Third, was Angel really the angel of Tess? He was a nice man and loved Tess deeply and in turn, Tess regarded him as all. If only they would become life-long husband and wife, the pain Tess suffered in the past would be compensated. “But this well-meaning young man, despite his advanced ideas, was still limited in his thinking and was yet the slave to custom and conventionality. He could not see that Tess was in character as pure as the pure wife in Bible.”④ There lay the pity. When Angel was aware it, it was too late. For this late awareness, Tess sacrificed her life.
These three reasons account for the Tess’s tragedy as a social background, the harshness of custom and moral law, man’s inhumanity, and the situation of the rural poor. The world Tess lived was man’s lot where woman is a mere appendix.

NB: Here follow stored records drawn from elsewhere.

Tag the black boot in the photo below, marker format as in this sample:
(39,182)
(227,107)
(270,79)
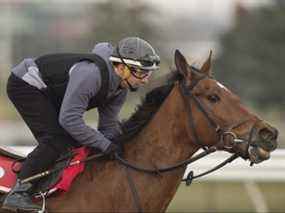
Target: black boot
(19,198)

However, Tess was never willing to be an appendix. This is the
strongest force, her detached personality and noble soul. She chose fighting against the world, rather than make a compromise with the common custom. Thus her exceptional beauty and the fixed identity as a female became the source of her tragedy. If she took her beauty as a kind of resource and played up to man, she may become a wealthy lady; if she followed mother’s suggestion that concealed her past, she could be Angel’s life-long wife. But she never did that and, if she did, she was not Tess any more.
Why the character Tess is so impressive is that she was lifelike. The greatness of Thomas Hardy was that he put the detached character into a social system perfectly. He used the contrast of Tess’s tragedy to reflect the wretched world that was like a net, wherever she was, she couldn’t flee out of the whole net and the only result was dying. Like dark Car said in the book said, “Out of the frying-pan into the fire”.⑤
If Tess should live today, could she get rid of the misfortune? The answer is still no. This world is still dominated by men. There are many “Alec”s in the world. If Tess should stick to her purity and very kindness, never make any compromise and never yield to the custom, she would still walk on the dark way---bright way in my eyes. “It was not unsuitable that such a lifeful face appeared here.”⑥ The world is like the inn, where most people drank, and the people who didn’t have the same behavior would be looked at with different eyes. It is not the false of Tess’s, it is
the world’s.
① From 《Tess of the D’Urbervilles》 Page69,China Book Press. ② From 《Tess of the D’Urbervilles》 Page303,China Book Press. ④ From 《Tess of the D’Urbervilles》 Page245,China Book Press. ⑤ From 《Tess of the D’Urbervilles》 Page63,China Book Press. ⑥ From 《Tess of the D’Urbervilles》 Page20,China Book Press.